In Kennedys Artikel deutet er an, dass neue ACIP-Mitglieder ernannt werden sollen, die "nicht direkt für die Impfstoffindustrie arbeiten ... unabhängiges Urteil ausüben, sich weigern, als Abnickverein zu fungieren, und eine Kultur der kritischen Untersuchung fördern" werden.

Auswirkungen und Reaktionen
Wie die neuen Mitglieder geprüft und ernannt werden und wann das neue Gremium zusammenkommen wird, bleibt unklar. Diese Unsicherheit hat bei Gesundheitsexperten und der Bevölkerung gleichermaßen Besorgnis ausgelöst.
Bruce Scott, der Präsident der American Medical Association, hat die Entlassungen von Kennedy stark kritisiert. Er bezeichnete das ACIP als eine "vertrauenswürdige nationale Quelle für wissenschafts- und datengestützte Beratung und Anleitung zur Anwendung von Impfstoffen zur Prävention und Kontrolle von Krankheiten". Die heutige Entfernung untergräbt dieses Vertrauen und stürzt einen transparenten Prozess um, der unzählige Leben gerettet hat, fuhr er fort. Angesichts eines anhaltenden Masernausbruchs und sinkender Impfquoten bei Kindern wird dieser Schritt die Verbreitung von impfpräventablen Krankheiten weiter anheizen.

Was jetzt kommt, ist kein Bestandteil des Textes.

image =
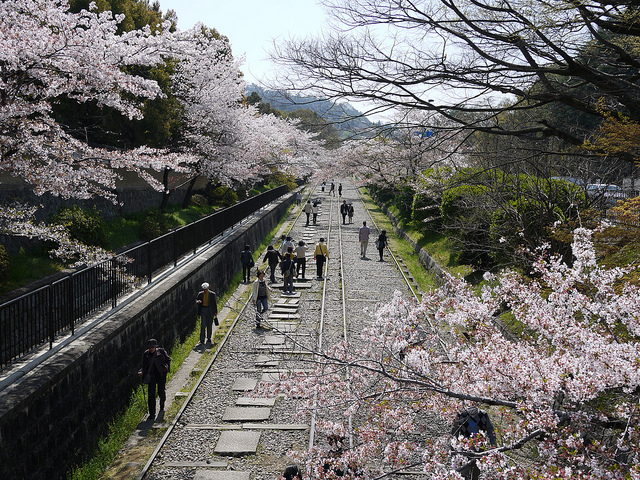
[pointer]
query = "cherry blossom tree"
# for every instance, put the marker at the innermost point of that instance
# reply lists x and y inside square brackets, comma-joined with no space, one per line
[233,141]
[401,153]
[562,392]
[49,53]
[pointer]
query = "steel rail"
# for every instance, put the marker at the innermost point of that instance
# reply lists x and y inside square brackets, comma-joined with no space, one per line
[312,426]
[189,398]
[435,331]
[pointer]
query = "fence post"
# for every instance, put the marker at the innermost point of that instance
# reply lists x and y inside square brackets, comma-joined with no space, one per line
[149,268]
[175,246]
[50,310]
[72,304]
[114,289]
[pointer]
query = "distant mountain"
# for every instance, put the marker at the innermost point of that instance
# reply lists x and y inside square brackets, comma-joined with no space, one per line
[344,116]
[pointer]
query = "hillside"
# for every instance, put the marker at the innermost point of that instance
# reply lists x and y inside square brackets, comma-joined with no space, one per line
[345,118]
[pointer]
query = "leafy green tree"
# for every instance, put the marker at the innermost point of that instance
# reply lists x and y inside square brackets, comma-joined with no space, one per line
[312,122]
[494,215]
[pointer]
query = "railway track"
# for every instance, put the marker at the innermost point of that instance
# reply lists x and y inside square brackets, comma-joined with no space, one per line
[222,431]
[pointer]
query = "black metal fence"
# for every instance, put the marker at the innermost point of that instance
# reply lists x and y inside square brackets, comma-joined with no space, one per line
[33,319]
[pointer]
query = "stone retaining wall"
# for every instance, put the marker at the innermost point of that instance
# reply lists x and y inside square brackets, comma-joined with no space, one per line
[425,259]
[53,416]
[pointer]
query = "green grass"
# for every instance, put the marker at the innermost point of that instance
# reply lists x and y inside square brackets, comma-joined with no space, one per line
[438,247]
[25,268]
[126,423]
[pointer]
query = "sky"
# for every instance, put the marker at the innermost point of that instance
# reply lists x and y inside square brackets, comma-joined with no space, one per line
[252,25]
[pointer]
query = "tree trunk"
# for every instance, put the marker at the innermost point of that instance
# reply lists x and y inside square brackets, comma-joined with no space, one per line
[166,193]
[187,196]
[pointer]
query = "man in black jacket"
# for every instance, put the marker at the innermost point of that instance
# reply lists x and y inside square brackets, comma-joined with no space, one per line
[273,257]
[155,366]
[207,310]
[344,209]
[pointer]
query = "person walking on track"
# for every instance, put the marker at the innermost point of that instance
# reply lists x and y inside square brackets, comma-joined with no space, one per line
[301,258]
[260,294]
[307,210]
[381,243]
[344,210]
[320,255]
[207,310]
[272,257]
[155,366]
[246,258]
[363,236]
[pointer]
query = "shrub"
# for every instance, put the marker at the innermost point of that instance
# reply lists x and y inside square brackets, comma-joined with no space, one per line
[4,263]
[199,200]
[224,196]
[84,225]
[155,224]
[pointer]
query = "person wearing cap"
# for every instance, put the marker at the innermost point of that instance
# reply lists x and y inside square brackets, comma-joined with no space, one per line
[155,366]
[320,255]
[207,311]
[260,294]
[273,257]
[363,237]
[301,258]
[286,243]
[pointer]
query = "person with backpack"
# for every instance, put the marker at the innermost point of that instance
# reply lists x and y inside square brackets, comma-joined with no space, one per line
[207,311]
[288,267]
[470,422]
[155,366]
[363,237]
[344,210]
[381,243]
[260,294]
[301,258]
[273,258]
[246,258]
[307,210]
[320,255]
[286,243]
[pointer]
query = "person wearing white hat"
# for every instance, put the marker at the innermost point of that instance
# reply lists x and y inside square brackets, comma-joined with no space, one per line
[207,311]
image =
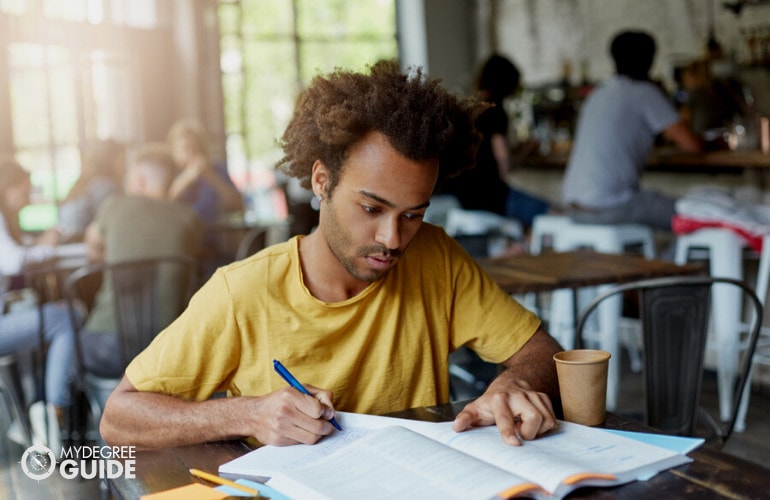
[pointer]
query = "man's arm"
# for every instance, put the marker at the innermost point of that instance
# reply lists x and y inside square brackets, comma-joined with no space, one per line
[519,399]
[152,420]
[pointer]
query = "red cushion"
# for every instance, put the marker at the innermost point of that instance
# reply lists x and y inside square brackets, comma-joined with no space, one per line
[682,225]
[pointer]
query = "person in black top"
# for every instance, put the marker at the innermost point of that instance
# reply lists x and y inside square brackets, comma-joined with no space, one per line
[484,187]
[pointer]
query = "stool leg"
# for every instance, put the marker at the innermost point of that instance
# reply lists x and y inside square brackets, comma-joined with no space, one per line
[726,261]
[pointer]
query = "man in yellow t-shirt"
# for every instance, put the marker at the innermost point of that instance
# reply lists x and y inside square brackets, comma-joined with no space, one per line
[366,308]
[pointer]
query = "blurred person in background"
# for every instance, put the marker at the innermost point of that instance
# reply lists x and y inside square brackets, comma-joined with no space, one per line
[142,224]
[101,176]
[20,327]
[199,182]
[616,130]
[485,187]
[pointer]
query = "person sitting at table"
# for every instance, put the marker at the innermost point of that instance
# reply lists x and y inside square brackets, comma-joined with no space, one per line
[199,182]
[366,308]
[20,328]
[616,129]
[100,178]
[141,224]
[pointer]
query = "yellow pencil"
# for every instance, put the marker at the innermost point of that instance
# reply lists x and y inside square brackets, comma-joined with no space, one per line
[220,480]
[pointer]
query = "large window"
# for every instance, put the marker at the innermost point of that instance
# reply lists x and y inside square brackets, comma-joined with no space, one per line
[270,50]
[71,81]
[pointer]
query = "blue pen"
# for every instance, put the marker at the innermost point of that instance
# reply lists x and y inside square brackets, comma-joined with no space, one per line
[289,378]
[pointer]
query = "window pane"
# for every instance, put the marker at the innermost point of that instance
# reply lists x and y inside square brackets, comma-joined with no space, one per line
[233,96]
[63,96]
[269,95]
[40,166]
[67,164]
[342,18]
[229,19]
[114,105]
[261,17]
[135,13]
[29,95]
[324,57]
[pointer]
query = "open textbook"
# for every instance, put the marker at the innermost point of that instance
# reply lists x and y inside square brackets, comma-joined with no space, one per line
[383,457]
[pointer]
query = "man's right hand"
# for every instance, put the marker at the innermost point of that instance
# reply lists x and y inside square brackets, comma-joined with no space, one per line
[287,417]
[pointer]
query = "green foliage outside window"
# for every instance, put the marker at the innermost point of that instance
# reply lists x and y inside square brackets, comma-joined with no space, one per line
[272,49]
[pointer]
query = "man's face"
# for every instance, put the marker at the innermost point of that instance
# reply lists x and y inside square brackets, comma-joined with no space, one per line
[376,207]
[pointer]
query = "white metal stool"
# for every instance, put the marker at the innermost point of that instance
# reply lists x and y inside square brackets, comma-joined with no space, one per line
[762,352]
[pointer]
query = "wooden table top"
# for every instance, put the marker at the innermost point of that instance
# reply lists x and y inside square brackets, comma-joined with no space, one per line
[553,270]
[712,473]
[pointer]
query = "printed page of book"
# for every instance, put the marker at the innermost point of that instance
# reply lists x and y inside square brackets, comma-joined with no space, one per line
[267,460]
[566,458]
[573,454]
[395,462]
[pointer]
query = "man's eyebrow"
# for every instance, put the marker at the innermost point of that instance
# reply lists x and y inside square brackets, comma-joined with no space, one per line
[387,203]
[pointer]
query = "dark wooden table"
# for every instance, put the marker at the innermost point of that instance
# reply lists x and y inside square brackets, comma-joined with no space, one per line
[712,474]
[553,270]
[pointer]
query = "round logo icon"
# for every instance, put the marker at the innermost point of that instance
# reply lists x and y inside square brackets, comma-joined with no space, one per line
[38,462]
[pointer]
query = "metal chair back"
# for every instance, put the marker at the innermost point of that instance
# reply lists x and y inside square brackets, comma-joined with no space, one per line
[674,313]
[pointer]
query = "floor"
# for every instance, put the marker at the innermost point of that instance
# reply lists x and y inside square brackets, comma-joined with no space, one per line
[751,444]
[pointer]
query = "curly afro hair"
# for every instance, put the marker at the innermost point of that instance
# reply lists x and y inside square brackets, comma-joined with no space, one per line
[421,120]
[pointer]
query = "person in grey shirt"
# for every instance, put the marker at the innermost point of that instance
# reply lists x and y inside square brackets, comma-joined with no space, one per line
[616,130]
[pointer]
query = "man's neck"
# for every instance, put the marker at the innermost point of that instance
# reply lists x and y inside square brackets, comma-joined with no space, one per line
[323,275]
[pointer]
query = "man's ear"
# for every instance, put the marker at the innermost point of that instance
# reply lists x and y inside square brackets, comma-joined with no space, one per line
[319,179]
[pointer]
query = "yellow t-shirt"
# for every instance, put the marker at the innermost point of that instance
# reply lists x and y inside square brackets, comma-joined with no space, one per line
[383,350]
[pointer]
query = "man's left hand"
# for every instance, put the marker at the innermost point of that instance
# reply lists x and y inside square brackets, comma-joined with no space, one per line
[519,412]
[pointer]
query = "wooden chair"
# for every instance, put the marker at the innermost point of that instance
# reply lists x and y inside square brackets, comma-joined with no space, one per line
[138,287]
[674,314]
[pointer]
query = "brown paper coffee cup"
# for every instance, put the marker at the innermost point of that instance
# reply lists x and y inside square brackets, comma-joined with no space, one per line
[583,384]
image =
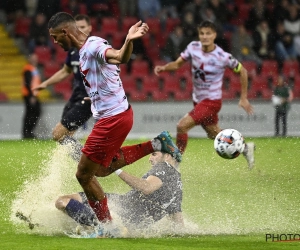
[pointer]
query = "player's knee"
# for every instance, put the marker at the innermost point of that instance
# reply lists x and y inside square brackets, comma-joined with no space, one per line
[181,128]
[55,135]
[61,202]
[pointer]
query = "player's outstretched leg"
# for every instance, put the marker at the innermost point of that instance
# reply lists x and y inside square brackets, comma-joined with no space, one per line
[249,154]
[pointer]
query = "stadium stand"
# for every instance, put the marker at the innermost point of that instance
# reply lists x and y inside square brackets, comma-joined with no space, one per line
[107,23]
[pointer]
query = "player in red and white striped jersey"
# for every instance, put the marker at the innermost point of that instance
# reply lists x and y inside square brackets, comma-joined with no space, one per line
[102,152]
[208,63]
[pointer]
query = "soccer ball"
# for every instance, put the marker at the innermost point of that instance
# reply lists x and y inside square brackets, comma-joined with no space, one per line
[229,143]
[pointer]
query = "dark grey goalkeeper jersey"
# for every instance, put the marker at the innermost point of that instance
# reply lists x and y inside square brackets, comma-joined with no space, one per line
[136,208]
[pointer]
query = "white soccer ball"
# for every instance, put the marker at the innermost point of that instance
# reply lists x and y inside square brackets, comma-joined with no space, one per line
[229,143]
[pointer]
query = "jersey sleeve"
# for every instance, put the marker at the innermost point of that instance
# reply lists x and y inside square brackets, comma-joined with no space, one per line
[68,59]
[98,48]
[231,62]
[186,54]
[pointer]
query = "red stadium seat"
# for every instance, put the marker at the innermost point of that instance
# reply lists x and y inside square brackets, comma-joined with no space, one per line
[154,25]
[109,25]
[44,54]
[51,68]
[171,23]
[127,22]
[243,10]
[22,26]
[64,88]
[251,67]
[269,67]
[139,68]
[290,68]
[95,24]
[296,88]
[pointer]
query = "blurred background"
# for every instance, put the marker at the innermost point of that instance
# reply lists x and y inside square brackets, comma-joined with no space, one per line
[263,34]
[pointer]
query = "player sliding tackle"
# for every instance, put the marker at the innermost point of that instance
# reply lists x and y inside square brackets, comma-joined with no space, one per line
[156,195]
[208,62]
[99,67]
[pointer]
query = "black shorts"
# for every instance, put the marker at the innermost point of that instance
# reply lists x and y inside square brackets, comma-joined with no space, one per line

Die Reaktionen auf diese Entscheidung sind gemischt, wobei einige Befürworter argumentieren, dass ein solcher Schritt notwendig war, um das Gremium zu reformieren und mehr Unabhängigkeit von der Industrie zu gewährleisten. Andere warnen vor den potenziellen negativen Auswirkungen auf das Vertrauen in Impfstoffe und die öffentliche Gesundheit insgesamt.
Zukünftige Entwicklungen
Wie sich die neue Zusammensetzung des ACIP auf die zukünftige Impfpolitik auswirken wird, bleibt abzuwarten. Die kommenden Monate werden entscheidend sein, um zu beobachten, wie sich diese Veränderungen auf die öffentlichen Gesundheitspolitiken und Impfpraktiken auswirken, insbesondere da neue Herausforderungen durch COVID-19 und andere impfpräventable Krankheiten bestehen bleiben.
Es wird erwartet, dass die Diskussionen über die Rolle der Pharmaindustrie im Bereich der öffentlichen Gesundheit an Intensität zunehmen werden, besonders in Bezug auf die Art und Weise, wie wissenschaftliche Beratungsgremien besetzt und ihre Empfehlungen formuliert werden.
Die Entscheidung von Kennedy, das gesamte Gremium zu entlassen, könnte als Präzedenzfall für zukünftige administrative Eingriffe in unabhängige wissenschaftliche Gremien dienen. Die Beobachtung der Entwicklungen und die Reaktionen der betroffenen Akteure könnte wertvolle Einblicke in die Zukunft der US-Gesundheitspolitik bieten.